In keinem Bereich der Bonner Republik konnten Persönlichkeiten mehr in entscheidende Positionen einrücken, denen eine Remedur zuzutrauen gewesen wäre, auch Schröder nicht, wenn man ihn anders eingeschätzt hätte. Ein übriges vollbrachte das Erziehungssystem, das die Zahl der Gegenkräfte schon im Kindesalter reduzierte.
Das war prinzipiell auch in der DDR so, wie ich es in meiner Ostberliner Zeit von 1952 bis 1957 erlebte. Nur mit dem Unterschied, daß man in einen anderen deutschen Staat überwechseln konnte. Die DDR ist schließlich daran zugrunde gegangen, daß sie das Gros ihrer tüchtigsten Kräfte vertrieb. Die negative Führungsauslese ist ein Signum besetzter Länder. Sie können sich ohne sie nicht halten und scheitern am Ende durch unfähige Politiker.
Der deutschen Verfassung der bedingungslosen Kapitulation als Zustand widerspricht nicht ihre Verfassung im staatsrechtlichen Sinn. In diesem Jahr wird das 50-jährige Jubiläum des Grundgesetzes gefeiert, das am 23. Mai 1949 in Kraft trat, des Grundgesetzes für die Bundesrepublik, nicht des Grundgesetzes der Bundesrepublik, wie Otto Schily es bei einer Umfrage nach den drei Büchern, die man gelesen habe sollte, in der Welt am Sonntag vom 7. Februar 1999, zwischen der Bibel und Goethes Faust nannte.
Die Differenz ist fundamental. Das Verhältniswort akzentuiert seinen transitorischen Charakter, der dem deutschen Volk, von dem alle Gewalt ausgehen soll, keine Rechte zumißt, die Souveränitätsfrage nicht kodifiziert, dagegen die Übertragung hoheitlicher Rechte auf zwischenstaatliche Einrichtungen vorsieht. Es ist eine Verfassung, die schon bei ihrer Konzipierung die Auflösung des deutschen Staates bezweckte, gekoppelt mit der Aufhebung der deutschen Nation - was beides unterschwellig immer schon betrieben worden ist, aber jetzt offensichtlich zur Exekution gelangen soll.
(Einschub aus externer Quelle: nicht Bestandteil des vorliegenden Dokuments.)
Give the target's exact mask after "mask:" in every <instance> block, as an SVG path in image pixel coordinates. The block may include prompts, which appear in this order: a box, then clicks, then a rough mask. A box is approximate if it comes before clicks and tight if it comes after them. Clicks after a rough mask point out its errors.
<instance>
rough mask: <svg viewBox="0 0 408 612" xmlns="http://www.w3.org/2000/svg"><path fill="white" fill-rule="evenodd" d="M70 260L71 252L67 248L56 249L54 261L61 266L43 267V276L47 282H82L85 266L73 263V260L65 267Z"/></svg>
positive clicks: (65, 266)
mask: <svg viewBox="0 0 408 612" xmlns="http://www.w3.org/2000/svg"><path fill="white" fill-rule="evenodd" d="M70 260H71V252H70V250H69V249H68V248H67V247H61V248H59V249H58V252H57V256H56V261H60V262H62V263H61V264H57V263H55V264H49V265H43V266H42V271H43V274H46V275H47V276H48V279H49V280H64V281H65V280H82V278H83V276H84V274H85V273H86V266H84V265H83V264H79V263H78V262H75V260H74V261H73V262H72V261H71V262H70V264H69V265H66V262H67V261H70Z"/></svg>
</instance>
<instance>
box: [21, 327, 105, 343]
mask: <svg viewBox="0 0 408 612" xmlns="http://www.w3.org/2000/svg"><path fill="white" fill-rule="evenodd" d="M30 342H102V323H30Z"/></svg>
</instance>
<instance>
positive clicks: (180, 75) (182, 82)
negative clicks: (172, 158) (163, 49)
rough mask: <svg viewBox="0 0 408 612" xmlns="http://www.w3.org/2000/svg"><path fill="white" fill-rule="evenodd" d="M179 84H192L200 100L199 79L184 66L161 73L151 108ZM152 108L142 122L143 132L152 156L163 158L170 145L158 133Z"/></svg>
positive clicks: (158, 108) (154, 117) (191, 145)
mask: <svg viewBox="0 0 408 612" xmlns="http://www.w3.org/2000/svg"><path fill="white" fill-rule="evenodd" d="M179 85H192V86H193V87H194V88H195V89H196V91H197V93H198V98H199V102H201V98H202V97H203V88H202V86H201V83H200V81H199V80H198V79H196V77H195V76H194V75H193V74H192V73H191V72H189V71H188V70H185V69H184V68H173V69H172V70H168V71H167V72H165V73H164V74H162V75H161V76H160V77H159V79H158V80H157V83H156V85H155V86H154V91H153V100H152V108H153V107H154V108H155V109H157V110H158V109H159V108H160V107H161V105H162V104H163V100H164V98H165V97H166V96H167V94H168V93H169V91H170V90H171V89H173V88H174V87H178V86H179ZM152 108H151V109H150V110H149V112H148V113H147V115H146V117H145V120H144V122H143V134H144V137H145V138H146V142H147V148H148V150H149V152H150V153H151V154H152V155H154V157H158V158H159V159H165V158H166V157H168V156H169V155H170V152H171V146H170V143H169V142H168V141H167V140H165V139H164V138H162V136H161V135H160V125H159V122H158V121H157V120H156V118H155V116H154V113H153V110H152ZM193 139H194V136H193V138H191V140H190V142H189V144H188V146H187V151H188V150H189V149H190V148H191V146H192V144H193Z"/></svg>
Die Koinzidenz des 50-jährigen Jubiläums mit der Evidenz ihres finalen Zweckes wird uns in diesem Jahr reichlich Gelegenheit geben, über diese sogenannte Verfassung nachzudenken, über deren Abgründigkeit Generationen deutscher Juristen mit ostinat beschwörender Ehrfurcht vor der Weisheit der Väter des Grundgesetzes hinweggetäuscht haben.
Mit dem Übergang von der Bonner zur Berliner Republik, wie er sich im Hauptstadtwechsel anbot, wollte Gerhard Schröder in einer den Verhältnissen angemessenen Vorsicht eine andere Republik ansteuern, eine Republik des freien Diskurses. Er ist darüber zum Lakaien Washingtons heruntergeprügelt worden. Indem er das mit sich machen ließ, hat die Bundesrepublik Deutschland ihre Erneuerungsfähigkeit verloren.
Die politische Frivolität, mit der dieser Kanzler den Reichstag eröffnete, als er den Aufbau des neuen Regierungsviertels durch ausländische, zu Dumpingpreisen angeheuerte Arbeitskräfte als vorbildlich für das neue Europa pries, konterten vor dem Reichstagsgebäude die arbeitslosen Berliner Bauarbeiter mit einer kraftvollen Demonstration. Die Medien verschwiegen es ängstlich. Fürchten sie einen neuen 17. Juni? Meine lieben deutschen Landsleute, laßt euch nicht ins Bockshorn jagen. Verschwindet die Bundesrepublik durch Auflösung von oben oder durch Schläge von unten, geht nur ein weiterer Besatzungsstaat zugrunde. Es kann dann alle Gewalt wirklich vom Volke ausgehen.